Serialization/Deserialization
Serialization is the process of turning structured in-memory objects into a byte stream for transmission over a network or for writing to persistent storage
Deserialization is the reverse process from a byte stream back to a series of structured in-memory objects
When selecting a data serialization format, the following characteristic should be evaluated:
- Schema support and Schema evolution
- Code generation
- Language support / Interoperability
- Transparent compression
- Splitability
- Support in Big Data / Fast Data Ecosystem
Forward Compatibility
Forwards compatibility means that consumers can read data produced from a client using a later version of the schema than that consumer. In the case where a new field is added to a Protobuf message, the message will be decoded by the consumer but it will have no knowledge of that new field until it moves to the later version.
Fields that have been deleted in the new schema will be deserialised as default values for the relevant types in the consumer programming language. In both cases no deserialisation errors occur as a result of the schema mismatch.
Backward Compatiblity
Backwards compatibility means that consumers using a newer version of the schema can read the data produced by a client with an earlier version of the schema.

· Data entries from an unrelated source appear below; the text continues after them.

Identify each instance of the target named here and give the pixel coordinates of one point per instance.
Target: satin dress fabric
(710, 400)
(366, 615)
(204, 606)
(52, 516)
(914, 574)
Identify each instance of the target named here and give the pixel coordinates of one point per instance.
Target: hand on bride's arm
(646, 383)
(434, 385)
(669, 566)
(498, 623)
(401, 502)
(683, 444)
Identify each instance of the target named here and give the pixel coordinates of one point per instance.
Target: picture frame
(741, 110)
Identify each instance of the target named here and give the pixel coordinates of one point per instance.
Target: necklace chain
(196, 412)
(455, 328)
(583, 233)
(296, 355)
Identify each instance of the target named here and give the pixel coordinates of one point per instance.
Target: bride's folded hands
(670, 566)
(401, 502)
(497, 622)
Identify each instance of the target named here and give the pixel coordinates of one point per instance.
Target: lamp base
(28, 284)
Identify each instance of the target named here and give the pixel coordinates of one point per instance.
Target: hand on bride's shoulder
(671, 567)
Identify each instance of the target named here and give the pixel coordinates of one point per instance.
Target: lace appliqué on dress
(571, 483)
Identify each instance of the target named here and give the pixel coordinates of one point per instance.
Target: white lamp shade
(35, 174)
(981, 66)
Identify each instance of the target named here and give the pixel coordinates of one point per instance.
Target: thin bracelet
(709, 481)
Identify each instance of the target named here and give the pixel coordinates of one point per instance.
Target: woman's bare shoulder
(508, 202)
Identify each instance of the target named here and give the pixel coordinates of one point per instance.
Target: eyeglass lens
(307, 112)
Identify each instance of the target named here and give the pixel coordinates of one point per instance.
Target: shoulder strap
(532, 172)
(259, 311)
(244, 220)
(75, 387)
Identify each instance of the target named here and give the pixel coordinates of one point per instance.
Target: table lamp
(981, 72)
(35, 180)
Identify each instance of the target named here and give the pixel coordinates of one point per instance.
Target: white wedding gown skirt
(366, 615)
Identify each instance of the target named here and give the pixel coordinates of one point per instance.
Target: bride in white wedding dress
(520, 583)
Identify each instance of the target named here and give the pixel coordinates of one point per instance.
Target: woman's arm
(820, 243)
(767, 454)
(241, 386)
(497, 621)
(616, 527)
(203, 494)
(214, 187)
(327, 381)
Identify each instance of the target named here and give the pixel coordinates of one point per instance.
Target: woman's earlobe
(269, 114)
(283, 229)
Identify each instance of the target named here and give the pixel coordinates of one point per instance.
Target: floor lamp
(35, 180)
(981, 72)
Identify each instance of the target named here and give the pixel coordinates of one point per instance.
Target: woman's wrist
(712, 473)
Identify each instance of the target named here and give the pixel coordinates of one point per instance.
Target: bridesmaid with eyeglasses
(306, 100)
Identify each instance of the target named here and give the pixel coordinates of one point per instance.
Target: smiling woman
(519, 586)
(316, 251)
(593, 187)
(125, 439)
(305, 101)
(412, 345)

In a similar but reversed fashion as described above, fields that have been added in the newer version will be deserialised, but because the producer has no knowledge of the new fields, messages are transmitted with no data in those fields, and are subsequently deserialised with default values in the consumer.
Fields that have been deleted in the new schema will naturally require that any subsequent code that was in place to handle that data be refactored to cope.